You get the point. So how is it that when endangerment from GHGs takes place just across the border, all restraints are off and in a single rule-making, EPA can order states to take whatever measures are necessary to reduce emissions to whatever level EPA thinks is appropriate to “prevent or eliminate” the international – in this case global endangerment?
Forget the Supreme Court; that argument would not survive even the friendliest panel of D.C. Circuit judges.
For those who wish to wander a little further into the legal weeds, our bet is that the courts will carve out GHGs from the phrase “any air pollutant” in §115. That is precisely what the Supreme Court did to that phrase in the Act’s PSD provisions just two years ago in Utility Air Regulatory Group v. EPA, 134 S.Ct. 2427, 2441 (2014), and observing that “Congress’s profligate use of ‘air pollutant’ where what is meant is obviously narrower than the Act-wide definition is not conducive to clarity.” Pace the phrase “any air pollutant,” everything in §115 points to it being meant to apply only to NAAQS pollutants, i.e., those for which EPA has established a “National Ambient Air Quality Standard”: a numerical value representing the appropriate atmospheric concentration of ozone, particulate matter, etc.
Given this, we think the courts will limit §115 to NAAQS pollutants which are the ones that could be usefully regulated in order to eliminate a cross-border endangerment. Not surprisingly, that is more or less the limitation imposed on the phrase “any air pollutant” by the UARG decision.
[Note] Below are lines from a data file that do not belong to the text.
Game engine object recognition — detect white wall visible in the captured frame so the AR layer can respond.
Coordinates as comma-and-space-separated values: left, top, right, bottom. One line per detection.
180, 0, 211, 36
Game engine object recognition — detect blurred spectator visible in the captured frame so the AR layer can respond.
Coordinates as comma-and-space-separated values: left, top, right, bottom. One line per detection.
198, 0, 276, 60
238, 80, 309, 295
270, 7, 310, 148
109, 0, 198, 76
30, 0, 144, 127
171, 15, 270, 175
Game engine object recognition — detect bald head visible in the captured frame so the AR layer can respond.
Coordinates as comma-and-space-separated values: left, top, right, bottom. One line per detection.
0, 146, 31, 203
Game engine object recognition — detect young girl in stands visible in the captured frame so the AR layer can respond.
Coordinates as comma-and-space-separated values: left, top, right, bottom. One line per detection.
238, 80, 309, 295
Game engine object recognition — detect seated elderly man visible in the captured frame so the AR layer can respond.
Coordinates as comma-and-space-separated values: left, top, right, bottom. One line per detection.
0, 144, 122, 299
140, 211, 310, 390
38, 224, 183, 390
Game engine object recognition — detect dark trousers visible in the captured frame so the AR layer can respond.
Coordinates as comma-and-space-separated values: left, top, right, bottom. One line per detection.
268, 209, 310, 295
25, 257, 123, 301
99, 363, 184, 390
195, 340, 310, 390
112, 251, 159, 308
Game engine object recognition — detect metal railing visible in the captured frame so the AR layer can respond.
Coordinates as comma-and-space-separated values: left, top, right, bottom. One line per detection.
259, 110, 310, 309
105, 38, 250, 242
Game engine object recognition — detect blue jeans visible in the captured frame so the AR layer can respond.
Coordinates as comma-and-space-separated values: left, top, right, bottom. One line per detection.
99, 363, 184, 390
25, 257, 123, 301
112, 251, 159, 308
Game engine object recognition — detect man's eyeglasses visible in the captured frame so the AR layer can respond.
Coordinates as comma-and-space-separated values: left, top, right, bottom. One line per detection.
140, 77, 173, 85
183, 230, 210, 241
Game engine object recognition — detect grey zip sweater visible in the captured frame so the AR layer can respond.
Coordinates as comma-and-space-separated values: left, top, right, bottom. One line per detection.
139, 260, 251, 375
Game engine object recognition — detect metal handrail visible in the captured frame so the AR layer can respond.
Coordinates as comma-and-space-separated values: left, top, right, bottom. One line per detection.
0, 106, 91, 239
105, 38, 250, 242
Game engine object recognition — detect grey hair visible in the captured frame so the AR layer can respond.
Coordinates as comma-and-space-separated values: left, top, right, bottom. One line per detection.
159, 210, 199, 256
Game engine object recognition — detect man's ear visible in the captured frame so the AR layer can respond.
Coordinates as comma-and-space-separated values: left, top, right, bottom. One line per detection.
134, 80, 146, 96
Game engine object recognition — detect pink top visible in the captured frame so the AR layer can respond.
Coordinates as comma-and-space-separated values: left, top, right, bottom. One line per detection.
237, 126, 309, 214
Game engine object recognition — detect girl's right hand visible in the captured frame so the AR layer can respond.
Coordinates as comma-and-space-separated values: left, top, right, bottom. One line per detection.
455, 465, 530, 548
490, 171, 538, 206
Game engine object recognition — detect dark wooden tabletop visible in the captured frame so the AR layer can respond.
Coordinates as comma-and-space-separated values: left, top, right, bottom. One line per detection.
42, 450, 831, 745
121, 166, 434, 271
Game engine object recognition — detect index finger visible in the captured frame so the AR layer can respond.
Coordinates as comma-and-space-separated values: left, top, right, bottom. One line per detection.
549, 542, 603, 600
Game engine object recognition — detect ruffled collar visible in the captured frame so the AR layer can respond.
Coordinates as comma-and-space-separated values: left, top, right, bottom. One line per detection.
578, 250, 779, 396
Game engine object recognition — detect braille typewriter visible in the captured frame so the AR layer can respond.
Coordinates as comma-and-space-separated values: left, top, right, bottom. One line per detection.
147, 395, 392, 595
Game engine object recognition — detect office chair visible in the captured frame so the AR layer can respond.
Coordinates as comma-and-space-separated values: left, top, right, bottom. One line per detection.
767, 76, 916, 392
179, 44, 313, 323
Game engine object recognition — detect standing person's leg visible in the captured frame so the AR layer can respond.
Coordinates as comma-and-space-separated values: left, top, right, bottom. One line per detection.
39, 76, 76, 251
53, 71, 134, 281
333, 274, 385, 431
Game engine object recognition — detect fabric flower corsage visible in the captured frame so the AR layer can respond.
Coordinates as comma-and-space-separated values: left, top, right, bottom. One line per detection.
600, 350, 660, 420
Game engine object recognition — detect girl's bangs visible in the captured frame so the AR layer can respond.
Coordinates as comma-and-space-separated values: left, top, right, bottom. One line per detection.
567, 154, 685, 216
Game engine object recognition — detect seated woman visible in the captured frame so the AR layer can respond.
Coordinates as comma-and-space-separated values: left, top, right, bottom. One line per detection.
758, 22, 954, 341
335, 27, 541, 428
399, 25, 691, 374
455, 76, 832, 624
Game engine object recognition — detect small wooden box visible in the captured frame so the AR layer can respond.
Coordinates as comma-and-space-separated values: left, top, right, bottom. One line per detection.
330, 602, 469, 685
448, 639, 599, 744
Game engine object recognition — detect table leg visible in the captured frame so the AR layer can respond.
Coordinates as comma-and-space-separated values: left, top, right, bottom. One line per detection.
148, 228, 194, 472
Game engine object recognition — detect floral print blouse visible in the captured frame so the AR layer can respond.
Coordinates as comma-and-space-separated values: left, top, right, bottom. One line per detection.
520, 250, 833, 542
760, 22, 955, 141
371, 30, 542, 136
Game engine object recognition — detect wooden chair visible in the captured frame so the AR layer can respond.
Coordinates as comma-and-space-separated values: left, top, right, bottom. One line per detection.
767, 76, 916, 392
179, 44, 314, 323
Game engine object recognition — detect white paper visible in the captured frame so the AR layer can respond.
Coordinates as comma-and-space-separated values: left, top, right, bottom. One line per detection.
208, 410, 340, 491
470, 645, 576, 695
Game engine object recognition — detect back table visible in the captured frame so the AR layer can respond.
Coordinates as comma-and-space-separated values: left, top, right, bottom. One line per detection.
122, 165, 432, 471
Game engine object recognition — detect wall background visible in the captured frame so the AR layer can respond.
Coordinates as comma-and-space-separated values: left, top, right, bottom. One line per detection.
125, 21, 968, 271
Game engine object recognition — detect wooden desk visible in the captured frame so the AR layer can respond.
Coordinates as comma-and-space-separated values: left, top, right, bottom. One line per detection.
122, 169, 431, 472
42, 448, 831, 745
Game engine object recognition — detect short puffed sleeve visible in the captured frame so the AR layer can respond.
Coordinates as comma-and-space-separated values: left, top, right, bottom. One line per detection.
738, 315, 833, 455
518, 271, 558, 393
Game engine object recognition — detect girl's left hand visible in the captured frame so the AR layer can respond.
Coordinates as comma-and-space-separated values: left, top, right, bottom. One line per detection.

EPA could try to invoke §115 if it were first to deem GHGs a NAAQS pollutant, but so far it has refused – with compelling reasons – to even consider doing so. Among other things, EPA would first have to determine the environmentally-appropriate atmospheric concentration of GHGs, explain to the states why they are required to reduce their emissions when doing so would do virtually nothing toward achieving that global standard, and then figure out how to circumvent the Act’s requirement that EPA reject any state plan that fails to meet that standard. (EPA would also have to repeal the Clean Power Plan, because EPA may not regulate under §111(d) any NAAQS pollutant.)
That §115 keeps coming up shows that there is strong demand for better climate policy in the U.S. But the challenges in using §115 (both Congressional intent and what we’ve already seen from the courts) to regulate GHGs make any successful outcome practically impossible. Look elsewhere.